Woman Around Town’s Editor Charlene Giannetti and writers for the website talk with the women and men making news in New York, Washington, D.C., and other cities around the world. Thanks to Ian Herman for his wonderful piano introduction.

James Joyce

Himself and Nora – James Joyce and Nora Barnacle


Himself and Nora has enough admirable things going for it that one leaves disappointed author Jonathan Brielle didn’t receive more constructive criticism. The piece is often entertaining and (sketchily) illuminating for those unfamiliar with the iconic author’s trajectory. A good time can be had.

James Joyce (1882-1941) is best known for strong descriptions of intrinsic Irish character, stream of consciousness writing and breaking down obscenity barriers with language which is raw and direct (as well as often poetic). A lapsed Catholic, he spent much of his adulthood in self-imposed exile with chosen mate Nora Barnacle whom he wed after 27 years.


Matt Bogart and Whitney Bashor

When Joyce (Matt Bogart) first approaches Nora (Whitney Bashor) –in 1904, Brielle exhibits a real feel for the Irishman’s syntax and provocative language. “My mind is filled with nothing but the whatness of Nora…” When later, he accuses her of infidelity, vulgar images erupt.

Nora, in truth a chambermaid, is shown to be equal to cocky, alcoholic, educated Jimmy. “Many a lad wants me. Can you want me the way I want to be wanted?” She meets him crudity for crudity, proving the one woman he “can’t push around.”  With “Kiss” and “Compatriots in Lust” heat ignites recognition. These songs and “I Say Yes!,” a tease during which, attempting to cook, Nora playfully wields a carrot = his member, are infectiously well directed.


Whitney Bashor

The playwright portrays Nora with stubbornness and pragmatism, but also native intelligence, exemplifying a natural turn of words thought by many to have been mined by Joyce for his stories. He also manages to depict the author’s snobbery as integral to out-sized egotism.

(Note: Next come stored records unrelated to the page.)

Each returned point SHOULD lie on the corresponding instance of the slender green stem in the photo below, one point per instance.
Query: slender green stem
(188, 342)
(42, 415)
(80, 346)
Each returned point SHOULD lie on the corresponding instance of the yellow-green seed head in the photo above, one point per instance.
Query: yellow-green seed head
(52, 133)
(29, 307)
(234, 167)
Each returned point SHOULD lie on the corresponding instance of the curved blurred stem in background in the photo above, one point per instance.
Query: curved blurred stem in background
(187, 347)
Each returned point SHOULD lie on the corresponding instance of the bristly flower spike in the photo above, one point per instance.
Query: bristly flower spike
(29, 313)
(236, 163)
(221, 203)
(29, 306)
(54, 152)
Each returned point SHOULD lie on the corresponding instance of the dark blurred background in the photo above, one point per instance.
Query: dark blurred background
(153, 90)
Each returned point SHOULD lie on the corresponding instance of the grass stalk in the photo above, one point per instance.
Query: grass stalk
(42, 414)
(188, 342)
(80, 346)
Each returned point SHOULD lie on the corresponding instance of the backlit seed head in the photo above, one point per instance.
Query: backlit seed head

Dared to accept a life of ostensible creative freedom dictated by Joyce’s need to write instead of his becoming the doctor or barrister his Da (yeoman-like Michael McCormick) desires, Nora, against everything she’s been taught in the Catholic Church, accepts love without matrimony. We see only a moment of shock before other priorities take hold. The couple leaves Ireland and the hounding admonishment of religion. Ireland, however, as encompassed in his work, never leaves Joyce.


Whitney Bashor and Matt Bogart

Nor, unfortunately does one of its priests (Zachary Prince) who is irritatingly omnipresent throughout. There’s not a moment this device works. Brielle suggests that Joyce’s entire life was a reaction to Catholicism, whereas it’s likely he simply disdained its prejudice and pressures as much as anyone instilled with that ideology can manage. It’s even stated that Leopold Bloom (of Ulysses) was conceived as Jewish to get back at public adversaries. (The less said about Prince’s accent or acting the better.)

Struggling to get by in Trieste, the hero teaches English with a tongue-twister. “River Lifey,” filled with Irish locales. What ?! Obscenity laws prevent the publication of most anything Joyce has written. (There was, additionally, a play and poetry.) Subsidized by his brother Stanislaus, the family, (now with two children), is nonetheless poor, not the least because Joyce drinks up donated funds. (Bogart does fall-down-drunk just fine but is unconvincing embodying the state on his feet.) One of the author’s eyes is infected. (Endless operations follow.) ‘Go buy me bigger paper-and red ink,” he demands.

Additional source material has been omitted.